Наблюдая жизнь верхушки, стоящей у трона, Растрелли приходил к выводу, что двор целиком состоит из каких-то странных шутов, которых то милуют и осыпают почестями, то секут и подвергают пыткам. Он вспомнил, как при дворе императрицы Анны все шестеро ее шутов становились лицом к стене, кроме одного, которому было приказано бить их палкой по поджилкам. Потом они таскали друг друга за волосы и царапались. И государыня, и весь ее двор сильно утешались этим зрелищем. А после многим из них было уже не до шуток.

Потому что очередь доходила до них самих.
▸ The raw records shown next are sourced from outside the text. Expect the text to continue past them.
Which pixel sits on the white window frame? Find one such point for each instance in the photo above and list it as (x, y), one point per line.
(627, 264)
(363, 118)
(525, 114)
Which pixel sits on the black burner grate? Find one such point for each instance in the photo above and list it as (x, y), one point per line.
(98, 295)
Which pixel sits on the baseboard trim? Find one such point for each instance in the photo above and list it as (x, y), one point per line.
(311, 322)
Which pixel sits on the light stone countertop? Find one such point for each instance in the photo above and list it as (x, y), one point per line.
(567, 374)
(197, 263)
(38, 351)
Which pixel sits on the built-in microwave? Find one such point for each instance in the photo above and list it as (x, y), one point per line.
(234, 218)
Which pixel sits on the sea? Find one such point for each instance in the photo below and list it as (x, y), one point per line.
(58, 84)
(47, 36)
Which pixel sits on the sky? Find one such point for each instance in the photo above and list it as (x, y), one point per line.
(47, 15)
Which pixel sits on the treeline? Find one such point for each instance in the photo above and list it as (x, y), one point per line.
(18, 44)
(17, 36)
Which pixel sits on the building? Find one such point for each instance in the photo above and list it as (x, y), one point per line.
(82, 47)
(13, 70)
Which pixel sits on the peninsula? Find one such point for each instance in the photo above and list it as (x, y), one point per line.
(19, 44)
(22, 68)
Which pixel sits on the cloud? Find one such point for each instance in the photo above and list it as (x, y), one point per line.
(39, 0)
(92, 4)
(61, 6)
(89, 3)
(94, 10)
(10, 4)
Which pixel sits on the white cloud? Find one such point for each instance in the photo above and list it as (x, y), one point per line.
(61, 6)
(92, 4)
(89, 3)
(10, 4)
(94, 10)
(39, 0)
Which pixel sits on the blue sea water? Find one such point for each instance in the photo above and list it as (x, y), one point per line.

Вероятно, от жестокостей, вошедших в моду, во всей империи больше всего страдала сама Анна Иоанновна. Она душевно заболела, и ей постоянно грезились призраки замученных и казненных в ее царствование. Они не давали императрице покоя ни днем ни ночью.

Варфоломей Варфоломеевич придвинул к себе объемистый свой дневник и стал заносить в него все свои работы — дворцы, особняки, фонтаны, сады и все прочее, что сделал он в течение того длительного времени, когда состоял на службе многочисленных величеств всероссийских. Да, имел честь состоять. Да сам-то был теперь в невысокой чести.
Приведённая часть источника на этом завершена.